Trying to etch models into a chip is a dead end until we reach “peak” quality.

However, unless they include some kind of LoRA (low-rank adaptation) adapter onto the silicon, it severely limits the utility of whatever model or architecture they choose. Being able to modify the weights is way more useful.

Honestly, diffusion decoders are probably where we’ll end up some day. Not end there, but that’s probably the next logical step in the throughput chain.

General purpose compute is infinitely more valuable during times of great software improvements than highly specialized compute.

Things like Tensor Processing Units (TPUs) still aren’t ubiquitous yet, even though they’ve been around for 10+ years. They’re Too specialized to allow for reasonable flexibility on testing.

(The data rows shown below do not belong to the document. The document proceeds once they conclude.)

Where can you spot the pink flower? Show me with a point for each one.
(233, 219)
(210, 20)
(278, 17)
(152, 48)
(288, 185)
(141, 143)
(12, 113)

[–] NotMyOldRedditName@lemmy.world 1 points 17 hours ago* (last edited 16 hours ago)

They claim they can apply Lora's to it, and that at a data centre scale, it will pay for itself in a year vs existing GPU methods... but who knows if any of that is true.

They'd need a pretty good recycle process set up to get rid of cards that are no longer useful after a couple years as well.

But ya, maybe this is future future, once we have these amazing models that don't need to be changing often.

Edit: and some models would be better suited for it than others. A creative writing model is less likely to suffer not being updated as frequently as a programming model for example.